Home > Resource Centre > Standards Watch Papers > PREMIS Data Dictionary
By Sarah Higgins, University of Glasgow
Metadata is the backbone of digital curation. Without it a digital resource may be irretrievable, unidentifiable or unusable. Metadata is descriptive or contextual information which refers to or is associated with another object or resource. This usually takes the form of a structured set of elements which describe the information resource and assists in the identification, location and retrieval of it by users, while facilitating content and access management. Metadata standards formalise the element structure to ensure that the aims of a user community can be fulfilled. More information concerning the nature of a metadata standard and how to implement one can be found in DCC Standards Watch 1: What are Metadata Standards? and DCC Standards Watch 2: Using Metadata Standards.
The Preservation Metadata: Implementation Strategies (PREMIS) international working group was set up by OCLC and RLG in 2003 to define a core set of preservation metadata elements, which could be applied broadly across the preservation community, and to examine a number of practical application issues. In 2005 the group published their final report which included version 1 of the PREMIS Data Dictionary, a metadata set for long-term digital preservation, and accompanying XML schemas, which allows PREMIS compliant metadata to be expressed consistently in XML.
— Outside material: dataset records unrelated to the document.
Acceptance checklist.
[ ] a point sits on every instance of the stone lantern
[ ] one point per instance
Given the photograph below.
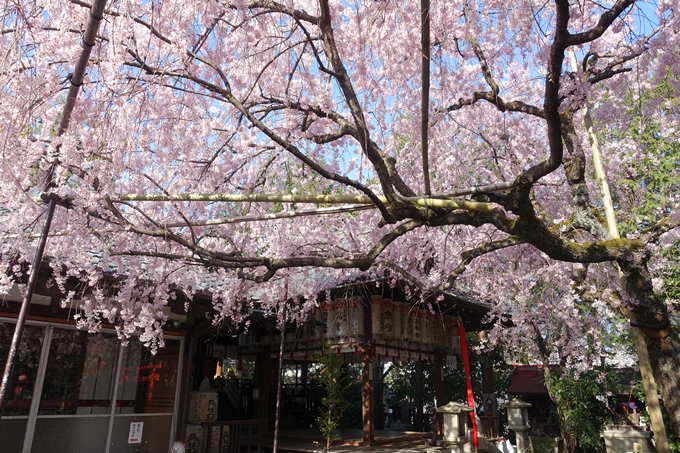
(518, 421)
(455, 427)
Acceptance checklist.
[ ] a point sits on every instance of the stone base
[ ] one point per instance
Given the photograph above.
(621, 439)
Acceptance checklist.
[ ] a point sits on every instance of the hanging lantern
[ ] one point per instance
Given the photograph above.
(376, 318)
(355, 314)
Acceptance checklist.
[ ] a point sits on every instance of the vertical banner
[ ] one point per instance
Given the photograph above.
(471, 399)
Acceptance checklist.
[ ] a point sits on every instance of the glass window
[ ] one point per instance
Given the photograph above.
(79, 374)
(22, 381)
(147, 382)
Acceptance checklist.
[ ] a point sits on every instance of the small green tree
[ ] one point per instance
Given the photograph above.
(333, 378)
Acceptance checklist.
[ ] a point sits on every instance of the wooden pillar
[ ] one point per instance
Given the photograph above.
(366, 381)
(184, 381)
(439, 380)
(420, 384)
(263, 365)
(378, 389)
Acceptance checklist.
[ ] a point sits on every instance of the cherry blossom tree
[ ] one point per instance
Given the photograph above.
(256, 149)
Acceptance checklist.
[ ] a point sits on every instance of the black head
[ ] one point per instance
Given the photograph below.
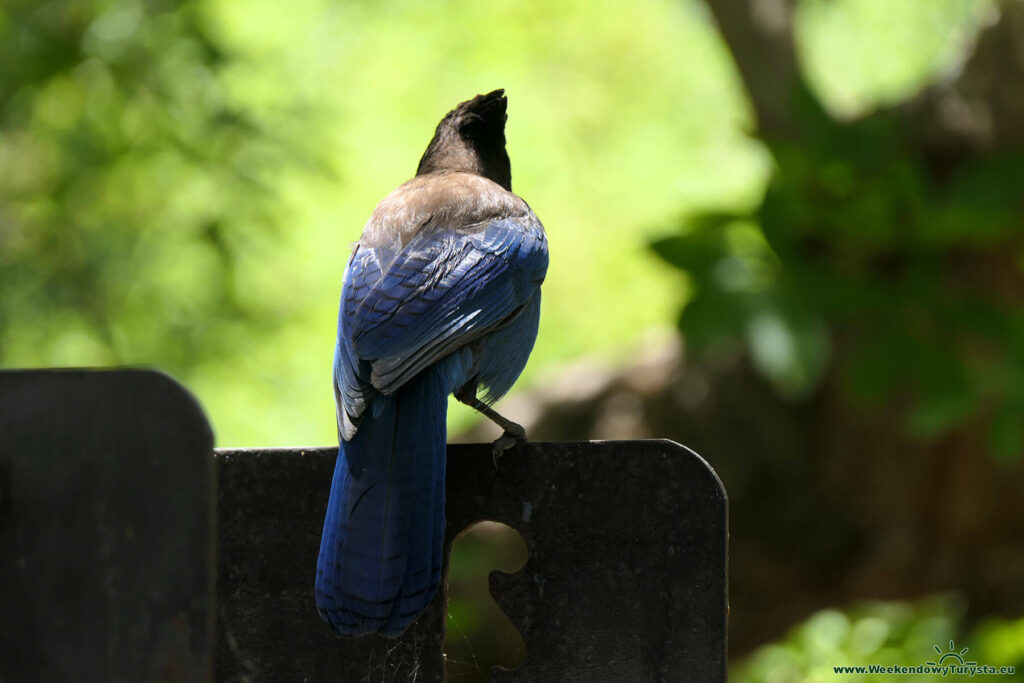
(471, 138)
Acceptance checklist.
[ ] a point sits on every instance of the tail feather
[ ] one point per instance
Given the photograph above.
(381, 549)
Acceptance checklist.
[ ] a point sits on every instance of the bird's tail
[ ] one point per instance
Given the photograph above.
(380, 557)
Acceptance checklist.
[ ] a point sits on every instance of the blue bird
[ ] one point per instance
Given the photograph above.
(441, 295)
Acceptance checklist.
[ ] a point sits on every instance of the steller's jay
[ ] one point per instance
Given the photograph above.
(441, 295)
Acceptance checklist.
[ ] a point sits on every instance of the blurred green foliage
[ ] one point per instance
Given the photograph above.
(866, 258)
(180, 181)
(133, 193)
(882, 633)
The PREMIS Data Dictionary's scope is restricted to the following digital preservation activities: maintaining viability, renderability, understandability, authenticity and identity. It assumes preservation metadata will be auto-generated as much as possible and that other suitable descriptive, technical and packaging metadata standards will be used in conjunction with PREMIS.
The PREMIS Data Dictionary is rapidly gaining community acceptance and its maintenance is coordinated by the Library of Congress through a Managing Agency, an Editorial Committee and an Implementers' Group. It won the 2005 Digital Preservation Award from the Digital Preservation Coalition and the 2006 Preservation Publication Award from the Society of American Archivists'. The PREMIS Schema has been endorsed by the Metadata Encoding and Transmission Standard (METS) editorial board for use with METS.
The PREMIS Data Dictionary's data model builds on the Open Archival Information System (OAIS) Reference Model (ISO 14721), and defines relationships between five digital preservation activities or entities:
The PREMIS Data Dictionary defines semantic units and semantic components to describe properties of the latter four entities. Eight of the semantic units defined are mandatory, along with a number of their semantic components. These are regarded as the minimum information required for the digital preservation of a digital object. A number of the other semantic components defined become mandatory if the semantic unit in which they are contained is used in the application.
Implementers are expected to use other applicable metadata standards, in conjunction with the PREMIS Data Dictionary to describe: Intellectual Entities, the characteristics of Agents, technical metadata for file formats, rights relating to access and/or distribution, details of media and hardware, the business rules of a repository and information concerning the creation of the PREMIS record. Very few values for semantic units are defined by the Data Dictionary, but the use of controlled vocabularies is recommended and the use of ISO 8601:2004 — for formatting dates is mandated.
The PREMIS XML schema is made up of individual schemas for the four entities which are in scope: Objects, Events, Agents and Rights. This allows them to be used separately and individually. A container schema is available if an implementation requires the PREMIS metadata to be kept together. At least one object must be described if the container schema is used.
The PREMIS Implementers' Group (PIG) includes a wiki to share documents, known as the Pig Pen, an implementation registry and a list group for discussion. Implementors are encouraged to share their experiences and feed these back into the ongoing revision process.